The award, presented Monday by the Federal Trade Commission, comes as the agency is warning consumers about scams using AI-generated voices, and the impact deepfakes will have on this year's elections. The award was made amid growing concerns.
One of the winners, OriginStory, was created by people including researchers at Arizona State University and uses sensors to detect human actions such as breathing, movement, and heartbeat information.
“We have this very unique sound production mechanism, so by sensing it in parallel with the acoustic signal, we can confirm that the sound is coming from a human. We can,'' the ASU College of Health Solutions professor and team said in an interview with NPR.
OriginStory's technology leverages existing hardware sensors, but is not available on all recording devices. Newer Android smartphones and iPhones don't have sensors. Berisha says it's already focused on hardware that can use it.
Another, DeFake, developed by Ning Zhang, a researcher at Washington University in St. Louis, injects data into real voice recordings so that AI-generated voice clones don't sound like real people. It has become.
Chan said his technique was inspired by an earlier tool developed by researchers at the University of Chicago, in which an artificial intelligence algorithm attempts to train images by making hidden changes to them. This is to make it impossible to imitate.
The third, AI Detect, uses AI to capture AI. It was developed by startup Omni Speech, whose machine learning algorithms extract features such as intonation from audio clips and use them to model authentic audio, said CEO David Przygoda. They are teaching children to tell the difference between a fake voice and a fake voice.
“Humans can be amused by one word and distraught by the next, but humans have great difficulty switching between these emotions,” Przygoda says.
In the FTC's video, the company says the tool is more than 99.9% accurate, but Pujigoda isn't ready for independent testing yet, and the contest judges have not yet tested it under real-world conditions. It states that it has not tested the submission below.
Three winners will split the $35,000 prize. Another company, Pindrop Security, was recognized for its efforts, but because of its size, it does not accept cash.
The company said in a statement that the FTC's award “recognizes and validates Pindrop's 10 years of work researching voice cloning and other deepfake issues.”
There are a number of existing commercial detection tools that rely on machine learning, but they can be unreliable depending on factors such as audio quality and media format, and detectors rely on new deepfake generators to catch the audio being generated. You need to train constantly.
Berisha noted the challenges faced by AI-generated text detectors and said this is a losing game in the long run. OpenAI discontinued its detector a few months after launching it, citing poor results.
“I think we're heading in exactly the same direction with audio. So even if AI-based detectors work now, they're going to be less effective in six months, and they're going to be less effective in a year, two years.
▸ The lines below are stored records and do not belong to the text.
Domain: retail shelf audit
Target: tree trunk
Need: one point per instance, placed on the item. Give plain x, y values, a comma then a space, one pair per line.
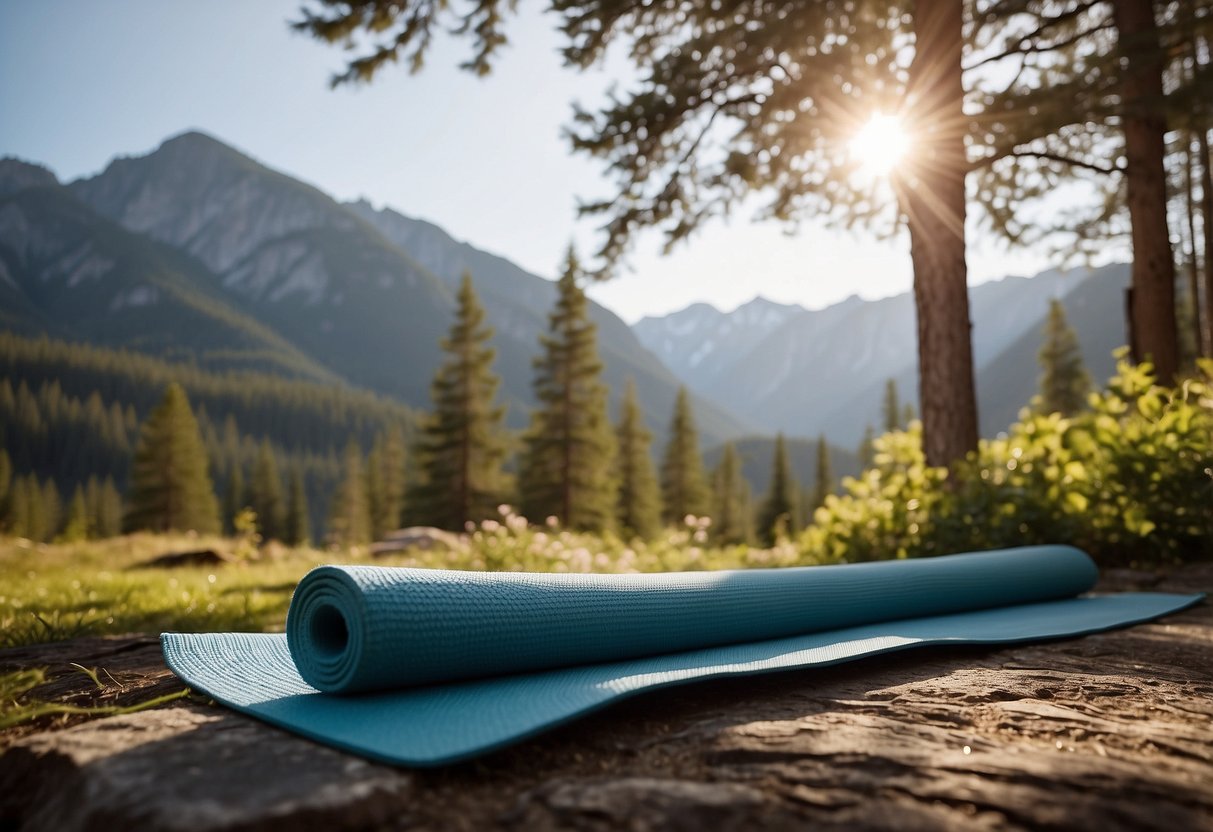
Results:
1152, 319
1194, 278
932, 195
1207, 214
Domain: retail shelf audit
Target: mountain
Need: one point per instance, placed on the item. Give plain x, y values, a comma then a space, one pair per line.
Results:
826, 370
198, 252
700, 342
758, 462
518, 303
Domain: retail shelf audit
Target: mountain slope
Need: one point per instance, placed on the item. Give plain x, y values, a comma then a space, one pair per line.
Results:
67, 272
288, 255
825, 370
518, 303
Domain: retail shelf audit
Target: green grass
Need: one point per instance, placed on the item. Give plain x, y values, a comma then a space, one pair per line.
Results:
56, 592
50, 593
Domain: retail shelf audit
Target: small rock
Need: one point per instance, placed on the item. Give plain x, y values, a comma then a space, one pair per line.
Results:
194, 558
417, 537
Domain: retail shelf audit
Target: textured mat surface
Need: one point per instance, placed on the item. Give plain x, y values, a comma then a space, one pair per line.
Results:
423, 667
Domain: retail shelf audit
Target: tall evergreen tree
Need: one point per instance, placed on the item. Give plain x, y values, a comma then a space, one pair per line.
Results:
234, 499
823, 483
683, 485
75, 526
639, 499
732, 517
460, 448
299, 528
780, 507
866, 452
170, 484
108, 517
385, 467
567, 463
266, 494
782, 91
5, 479
349, 518
892, 408
1064, 381
23, 513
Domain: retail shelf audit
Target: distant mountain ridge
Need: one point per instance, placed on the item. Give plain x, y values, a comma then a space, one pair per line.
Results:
825, 371
215, 245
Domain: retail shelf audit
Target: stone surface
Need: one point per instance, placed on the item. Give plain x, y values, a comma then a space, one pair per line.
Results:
1106, 731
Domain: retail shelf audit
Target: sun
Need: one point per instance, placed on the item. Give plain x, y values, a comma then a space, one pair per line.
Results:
880, 144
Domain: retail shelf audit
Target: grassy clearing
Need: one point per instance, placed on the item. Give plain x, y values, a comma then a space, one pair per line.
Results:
55, 592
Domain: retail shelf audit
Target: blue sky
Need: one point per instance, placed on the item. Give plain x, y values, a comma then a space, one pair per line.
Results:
83, 81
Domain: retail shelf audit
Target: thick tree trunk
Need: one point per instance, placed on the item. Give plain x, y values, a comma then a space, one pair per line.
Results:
1194, 278
1207, 214
932, 197
1152, 320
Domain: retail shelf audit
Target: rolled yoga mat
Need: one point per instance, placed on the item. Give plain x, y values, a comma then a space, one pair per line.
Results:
426, 667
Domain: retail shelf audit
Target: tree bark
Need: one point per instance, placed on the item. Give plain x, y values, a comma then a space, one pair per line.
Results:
1152, 318
1194, 279
1207, 214
930, 192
I think they're going to decline, and at some point they're going to stop working completely.”
This led him to develop a process to authenticate the human voice as words are spoken.
Earlier this year, the Federal Communications Commission banned AI-powered robocalls. His synthetic voice company, Eleven Labs, has the tools to detect its own products, and he's calling on other synthetic voice makers to do the same. The European Union recently passed the AI Act, and U.S. state legislatures are also looking to pass laws to regulate deepfakes. A tool that states it is not the only solution.